Year after year small
groups of people would petition to put a halt to the over growth of the chicken
farm, for the sake of the waters. To no avail.
With the ever
growing demand for exports and the economic desire for the US to do so, who
will we trust to regulate the waste, to monitor our environment? The government
DNR and all of its wisdom, rules and regulations, insisting the chicken farm is
within proper waste management guidelines will not put a limit to the hazards threatening
a natural resource as valuable as clean water.
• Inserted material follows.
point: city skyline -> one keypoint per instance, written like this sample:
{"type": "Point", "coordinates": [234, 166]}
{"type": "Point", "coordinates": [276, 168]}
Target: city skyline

Yet, preventing a lifelong ‘lake-r’ from freely oaring a canoe without being
saddled down by numerous regulatory floating devices, or handing out warning
tickets should a water skier run a minute over the time limit at dusk.
It’s still there,
the draw to The Lake, but it is much different now and I am deeply saddened
that future generations will not have had the opportunity to witness the
wonderment of lake bottom habitat, clean fresh spring fed lake water, or
experience the tasty blue gill chips.
Oh,
did I mention the beef farms I drove by in Texas, well, next time.
. . . and if you've reached the end of this bit, thank you for listening.